À Carcassonne, le premier tour a profondément rebattu les cartes du paysage politique local. Arrivé en tête, Christophe Barthès se qualifie pour le second tour face à François Mourad et Alix Soler-Alcaraz, dans une triangulaire qui s’annonce ouverte. La principale surprise est venue de la quatrième place du maire sortant Gérard Larrat. Ce dernier a rapidement annoncé son retrait de la course, mettant fin à plusieurs années à la tête de la municipalité. Dans une ville marquée elle aussi par une participation limitée (40,66% d’abstention), l’enjeu du second tour sera désormais de savoir vers qui se reporteront les électeurs du maire sortant et si la mobilisation des abstentionnistes peut encore modifier l’équilibre des forces.

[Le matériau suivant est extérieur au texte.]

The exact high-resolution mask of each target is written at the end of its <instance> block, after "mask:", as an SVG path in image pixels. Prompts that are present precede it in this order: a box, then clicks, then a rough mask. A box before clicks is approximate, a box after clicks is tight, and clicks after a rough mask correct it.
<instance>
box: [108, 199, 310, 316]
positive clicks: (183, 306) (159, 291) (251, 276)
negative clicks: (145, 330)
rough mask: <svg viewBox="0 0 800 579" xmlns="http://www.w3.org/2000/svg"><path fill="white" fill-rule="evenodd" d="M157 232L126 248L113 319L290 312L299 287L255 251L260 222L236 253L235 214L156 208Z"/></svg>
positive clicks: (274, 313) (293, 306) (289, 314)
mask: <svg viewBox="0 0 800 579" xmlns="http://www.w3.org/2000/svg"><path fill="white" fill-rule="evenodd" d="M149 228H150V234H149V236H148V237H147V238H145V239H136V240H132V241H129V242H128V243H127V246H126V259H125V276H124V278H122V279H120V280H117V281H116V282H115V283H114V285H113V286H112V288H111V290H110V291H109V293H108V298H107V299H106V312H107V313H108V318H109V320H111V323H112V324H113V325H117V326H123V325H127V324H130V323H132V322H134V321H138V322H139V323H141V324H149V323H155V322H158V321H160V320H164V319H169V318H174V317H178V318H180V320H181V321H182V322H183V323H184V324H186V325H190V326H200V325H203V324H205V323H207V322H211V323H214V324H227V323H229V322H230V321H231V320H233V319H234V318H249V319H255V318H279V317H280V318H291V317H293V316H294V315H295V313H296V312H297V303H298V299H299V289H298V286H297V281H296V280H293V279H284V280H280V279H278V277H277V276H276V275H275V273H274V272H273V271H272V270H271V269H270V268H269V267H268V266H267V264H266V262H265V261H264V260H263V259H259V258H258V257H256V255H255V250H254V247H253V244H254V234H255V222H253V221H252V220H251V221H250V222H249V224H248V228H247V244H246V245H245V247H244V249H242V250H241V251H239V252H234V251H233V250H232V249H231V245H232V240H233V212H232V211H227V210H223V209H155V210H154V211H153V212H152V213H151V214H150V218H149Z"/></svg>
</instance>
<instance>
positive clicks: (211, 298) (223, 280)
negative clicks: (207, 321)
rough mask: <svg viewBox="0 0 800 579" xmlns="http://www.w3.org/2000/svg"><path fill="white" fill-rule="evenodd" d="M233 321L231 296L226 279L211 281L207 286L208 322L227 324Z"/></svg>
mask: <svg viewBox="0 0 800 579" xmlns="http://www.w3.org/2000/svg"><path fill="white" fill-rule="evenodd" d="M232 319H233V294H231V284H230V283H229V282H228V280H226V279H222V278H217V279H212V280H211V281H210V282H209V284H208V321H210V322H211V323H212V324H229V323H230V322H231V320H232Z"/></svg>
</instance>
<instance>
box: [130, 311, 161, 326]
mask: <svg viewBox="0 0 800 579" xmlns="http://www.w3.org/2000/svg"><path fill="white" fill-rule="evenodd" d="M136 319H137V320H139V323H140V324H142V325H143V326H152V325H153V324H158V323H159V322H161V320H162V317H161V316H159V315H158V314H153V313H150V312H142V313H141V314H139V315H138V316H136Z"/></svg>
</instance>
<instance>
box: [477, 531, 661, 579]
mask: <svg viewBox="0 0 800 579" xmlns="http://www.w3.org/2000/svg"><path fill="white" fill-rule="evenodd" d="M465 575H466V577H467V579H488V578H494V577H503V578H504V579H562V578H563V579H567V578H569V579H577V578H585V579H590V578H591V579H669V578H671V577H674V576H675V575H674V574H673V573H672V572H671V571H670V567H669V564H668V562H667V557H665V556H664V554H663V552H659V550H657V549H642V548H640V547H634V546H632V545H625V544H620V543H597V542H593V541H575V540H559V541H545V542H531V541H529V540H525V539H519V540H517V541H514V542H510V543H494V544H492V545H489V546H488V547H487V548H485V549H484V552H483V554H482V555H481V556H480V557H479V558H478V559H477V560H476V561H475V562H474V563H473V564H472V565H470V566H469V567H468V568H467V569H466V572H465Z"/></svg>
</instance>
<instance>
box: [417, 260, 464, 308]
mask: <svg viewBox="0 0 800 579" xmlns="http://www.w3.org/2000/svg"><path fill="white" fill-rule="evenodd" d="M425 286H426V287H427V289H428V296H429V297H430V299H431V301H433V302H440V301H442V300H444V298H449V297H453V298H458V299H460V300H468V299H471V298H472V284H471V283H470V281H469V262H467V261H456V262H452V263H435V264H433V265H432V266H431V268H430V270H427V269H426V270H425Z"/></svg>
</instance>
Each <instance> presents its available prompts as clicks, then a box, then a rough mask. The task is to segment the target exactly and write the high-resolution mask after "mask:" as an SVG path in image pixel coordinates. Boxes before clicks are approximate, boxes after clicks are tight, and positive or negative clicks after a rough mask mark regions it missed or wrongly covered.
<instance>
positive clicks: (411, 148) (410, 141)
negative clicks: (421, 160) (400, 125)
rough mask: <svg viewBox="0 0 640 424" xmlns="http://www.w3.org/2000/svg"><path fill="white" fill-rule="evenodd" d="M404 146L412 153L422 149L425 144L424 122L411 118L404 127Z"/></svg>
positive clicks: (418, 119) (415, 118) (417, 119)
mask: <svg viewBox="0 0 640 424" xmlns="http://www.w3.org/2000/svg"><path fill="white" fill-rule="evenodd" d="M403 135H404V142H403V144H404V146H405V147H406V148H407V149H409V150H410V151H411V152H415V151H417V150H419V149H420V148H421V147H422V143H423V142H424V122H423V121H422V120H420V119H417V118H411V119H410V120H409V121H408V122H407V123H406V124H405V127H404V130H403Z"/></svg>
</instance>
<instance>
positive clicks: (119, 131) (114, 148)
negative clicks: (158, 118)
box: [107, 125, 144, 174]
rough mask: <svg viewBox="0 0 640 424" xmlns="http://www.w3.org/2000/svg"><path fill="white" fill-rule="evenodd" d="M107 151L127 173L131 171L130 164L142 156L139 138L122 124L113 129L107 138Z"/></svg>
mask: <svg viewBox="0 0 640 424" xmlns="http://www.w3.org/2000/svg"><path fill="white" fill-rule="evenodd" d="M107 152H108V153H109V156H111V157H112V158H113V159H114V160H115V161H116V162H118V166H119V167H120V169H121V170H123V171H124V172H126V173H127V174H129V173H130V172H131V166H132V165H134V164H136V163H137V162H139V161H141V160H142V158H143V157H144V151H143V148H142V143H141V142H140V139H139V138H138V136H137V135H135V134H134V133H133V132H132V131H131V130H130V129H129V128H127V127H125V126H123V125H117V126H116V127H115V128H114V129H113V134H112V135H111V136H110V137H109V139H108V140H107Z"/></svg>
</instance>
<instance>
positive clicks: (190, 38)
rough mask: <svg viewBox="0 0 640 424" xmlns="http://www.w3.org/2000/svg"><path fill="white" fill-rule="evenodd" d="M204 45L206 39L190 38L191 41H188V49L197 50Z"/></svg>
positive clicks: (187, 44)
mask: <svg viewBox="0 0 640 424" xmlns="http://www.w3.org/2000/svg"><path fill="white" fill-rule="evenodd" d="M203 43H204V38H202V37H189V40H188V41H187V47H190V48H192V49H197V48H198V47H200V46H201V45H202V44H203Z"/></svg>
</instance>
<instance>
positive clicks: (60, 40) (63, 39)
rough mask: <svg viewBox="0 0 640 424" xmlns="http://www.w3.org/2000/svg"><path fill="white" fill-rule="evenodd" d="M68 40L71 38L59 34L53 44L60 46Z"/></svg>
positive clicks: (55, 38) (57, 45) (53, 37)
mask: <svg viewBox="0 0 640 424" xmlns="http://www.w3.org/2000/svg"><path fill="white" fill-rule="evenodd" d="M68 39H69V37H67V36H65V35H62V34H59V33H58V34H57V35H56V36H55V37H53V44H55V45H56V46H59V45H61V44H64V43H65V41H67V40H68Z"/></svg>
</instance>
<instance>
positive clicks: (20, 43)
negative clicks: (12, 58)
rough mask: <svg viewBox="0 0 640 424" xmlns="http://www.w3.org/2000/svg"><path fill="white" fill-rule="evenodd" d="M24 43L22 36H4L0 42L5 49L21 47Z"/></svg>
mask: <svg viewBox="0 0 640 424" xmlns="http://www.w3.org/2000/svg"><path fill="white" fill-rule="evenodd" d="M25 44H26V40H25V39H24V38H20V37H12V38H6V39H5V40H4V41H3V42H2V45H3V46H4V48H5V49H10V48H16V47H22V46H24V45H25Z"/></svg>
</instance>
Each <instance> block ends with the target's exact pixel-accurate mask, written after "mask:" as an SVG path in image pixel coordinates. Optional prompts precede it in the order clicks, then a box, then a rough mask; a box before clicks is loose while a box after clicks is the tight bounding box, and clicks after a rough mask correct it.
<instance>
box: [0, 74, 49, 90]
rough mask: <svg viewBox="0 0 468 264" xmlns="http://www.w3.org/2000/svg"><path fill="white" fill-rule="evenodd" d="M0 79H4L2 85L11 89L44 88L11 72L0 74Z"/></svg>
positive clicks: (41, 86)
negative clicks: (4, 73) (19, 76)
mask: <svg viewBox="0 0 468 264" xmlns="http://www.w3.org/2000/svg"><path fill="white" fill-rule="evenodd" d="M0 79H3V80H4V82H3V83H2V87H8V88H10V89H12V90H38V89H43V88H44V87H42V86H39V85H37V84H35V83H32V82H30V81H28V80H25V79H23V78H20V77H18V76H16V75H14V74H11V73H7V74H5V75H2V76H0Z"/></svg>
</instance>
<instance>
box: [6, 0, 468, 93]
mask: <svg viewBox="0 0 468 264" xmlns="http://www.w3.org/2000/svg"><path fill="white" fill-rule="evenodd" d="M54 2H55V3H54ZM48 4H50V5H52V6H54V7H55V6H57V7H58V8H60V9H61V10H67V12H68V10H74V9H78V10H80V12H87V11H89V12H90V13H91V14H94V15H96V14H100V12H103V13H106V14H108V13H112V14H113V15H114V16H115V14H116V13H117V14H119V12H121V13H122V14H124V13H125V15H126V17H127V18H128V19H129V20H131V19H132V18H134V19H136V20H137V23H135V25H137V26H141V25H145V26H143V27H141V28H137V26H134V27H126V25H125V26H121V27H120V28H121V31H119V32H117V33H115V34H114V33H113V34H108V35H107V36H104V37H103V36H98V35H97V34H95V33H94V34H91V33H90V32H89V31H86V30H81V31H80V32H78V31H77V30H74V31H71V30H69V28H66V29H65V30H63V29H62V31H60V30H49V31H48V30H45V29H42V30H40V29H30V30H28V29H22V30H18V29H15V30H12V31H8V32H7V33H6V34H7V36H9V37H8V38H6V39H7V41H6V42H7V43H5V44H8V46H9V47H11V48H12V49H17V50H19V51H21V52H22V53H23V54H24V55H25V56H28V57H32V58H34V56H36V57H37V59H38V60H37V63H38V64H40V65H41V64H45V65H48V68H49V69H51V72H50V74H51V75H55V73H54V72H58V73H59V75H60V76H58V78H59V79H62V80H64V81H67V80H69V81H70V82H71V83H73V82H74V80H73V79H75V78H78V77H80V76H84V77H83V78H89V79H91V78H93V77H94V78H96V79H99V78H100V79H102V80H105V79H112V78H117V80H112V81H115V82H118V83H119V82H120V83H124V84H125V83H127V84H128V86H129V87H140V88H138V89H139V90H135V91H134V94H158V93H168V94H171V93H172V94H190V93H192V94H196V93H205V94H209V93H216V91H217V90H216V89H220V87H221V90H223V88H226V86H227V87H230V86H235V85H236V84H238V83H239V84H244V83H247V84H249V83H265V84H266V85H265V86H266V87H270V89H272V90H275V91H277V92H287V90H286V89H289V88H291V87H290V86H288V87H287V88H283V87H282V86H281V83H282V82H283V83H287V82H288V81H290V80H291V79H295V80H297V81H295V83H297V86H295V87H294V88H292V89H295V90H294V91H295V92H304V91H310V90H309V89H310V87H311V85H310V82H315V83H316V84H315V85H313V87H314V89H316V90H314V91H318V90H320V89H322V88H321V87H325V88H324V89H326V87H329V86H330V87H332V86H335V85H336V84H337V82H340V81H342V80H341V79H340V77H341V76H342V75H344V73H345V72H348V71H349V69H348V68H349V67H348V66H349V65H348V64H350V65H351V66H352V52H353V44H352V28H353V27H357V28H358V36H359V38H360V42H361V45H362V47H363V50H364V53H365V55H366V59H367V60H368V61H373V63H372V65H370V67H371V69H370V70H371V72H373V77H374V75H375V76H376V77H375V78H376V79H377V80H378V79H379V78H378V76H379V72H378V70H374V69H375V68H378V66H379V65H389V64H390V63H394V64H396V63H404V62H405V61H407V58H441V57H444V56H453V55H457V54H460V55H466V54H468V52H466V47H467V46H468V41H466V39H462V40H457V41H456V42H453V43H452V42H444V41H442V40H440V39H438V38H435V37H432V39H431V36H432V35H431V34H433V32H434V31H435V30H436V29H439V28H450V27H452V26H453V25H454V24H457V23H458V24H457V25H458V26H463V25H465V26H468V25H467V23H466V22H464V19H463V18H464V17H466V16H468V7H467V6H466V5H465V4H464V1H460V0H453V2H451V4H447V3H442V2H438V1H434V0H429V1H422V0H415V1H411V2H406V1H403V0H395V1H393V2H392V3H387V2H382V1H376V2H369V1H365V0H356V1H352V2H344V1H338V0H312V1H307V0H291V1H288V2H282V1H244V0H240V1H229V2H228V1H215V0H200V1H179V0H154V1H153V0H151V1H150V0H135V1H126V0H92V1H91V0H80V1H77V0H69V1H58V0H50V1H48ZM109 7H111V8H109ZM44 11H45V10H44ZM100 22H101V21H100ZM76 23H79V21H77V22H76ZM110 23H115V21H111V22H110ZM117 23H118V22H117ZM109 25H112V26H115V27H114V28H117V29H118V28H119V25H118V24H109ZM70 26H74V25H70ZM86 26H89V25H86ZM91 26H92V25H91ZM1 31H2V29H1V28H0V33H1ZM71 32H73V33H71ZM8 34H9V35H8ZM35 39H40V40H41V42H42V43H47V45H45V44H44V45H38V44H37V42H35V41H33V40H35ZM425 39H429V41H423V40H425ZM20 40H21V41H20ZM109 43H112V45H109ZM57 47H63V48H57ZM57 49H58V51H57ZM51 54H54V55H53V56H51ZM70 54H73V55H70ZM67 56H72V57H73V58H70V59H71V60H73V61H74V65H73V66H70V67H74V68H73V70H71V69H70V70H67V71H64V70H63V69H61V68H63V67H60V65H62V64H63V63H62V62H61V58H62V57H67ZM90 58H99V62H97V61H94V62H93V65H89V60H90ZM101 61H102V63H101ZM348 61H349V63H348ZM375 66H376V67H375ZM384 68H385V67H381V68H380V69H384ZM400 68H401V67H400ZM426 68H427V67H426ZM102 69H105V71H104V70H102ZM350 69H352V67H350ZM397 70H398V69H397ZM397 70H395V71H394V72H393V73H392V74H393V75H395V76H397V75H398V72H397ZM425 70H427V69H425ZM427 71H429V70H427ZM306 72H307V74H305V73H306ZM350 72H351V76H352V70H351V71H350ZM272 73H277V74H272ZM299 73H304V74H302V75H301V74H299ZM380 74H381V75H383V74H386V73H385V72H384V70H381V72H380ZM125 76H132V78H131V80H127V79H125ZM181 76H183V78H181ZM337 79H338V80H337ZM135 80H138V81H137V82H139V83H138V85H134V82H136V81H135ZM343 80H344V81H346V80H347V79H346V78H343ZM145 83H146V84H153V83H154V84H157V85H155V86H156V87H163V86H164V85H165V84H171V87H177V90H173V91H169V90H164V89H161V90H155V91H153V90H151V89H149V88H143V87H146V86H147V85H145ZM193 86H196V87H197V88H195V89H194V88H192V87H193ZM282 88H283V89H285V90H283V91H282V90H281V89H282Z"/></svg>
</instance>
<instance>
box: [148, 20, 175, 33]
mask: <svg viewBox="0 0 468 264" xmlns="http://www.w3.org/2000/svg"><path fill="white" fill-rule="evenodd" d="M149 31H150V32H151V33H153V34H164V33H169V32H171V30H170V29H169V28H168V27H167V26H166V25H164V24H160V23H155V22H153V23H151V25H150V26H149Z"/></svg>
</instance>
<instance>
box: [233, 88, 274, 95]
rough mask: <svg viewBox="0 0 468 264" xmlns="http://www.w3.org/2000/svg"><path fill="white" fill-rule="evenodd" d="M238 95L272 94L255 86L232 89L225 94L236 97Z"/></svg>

Dans des communes plus petites comme Roquefort-des-Corbières, Montséret, Moux ou Saint-André-de-Roquelongue, le scrutin repose davantage sur des projets très concrets du quotidien et sur la proximité entre candidats et habitants.

Au-delà des rapports de force politiques, ce second tour pourrait surtout rappeler l’importance de la participation citoyenne à l’échelle locale. Dans plusieurs communes, la mobilisation des électeurs qui ne se sont pas exprimés au premier tour pourrait bien être la clé du résultat final.

Verdict dimanche soir, à l’issue du dépouillement.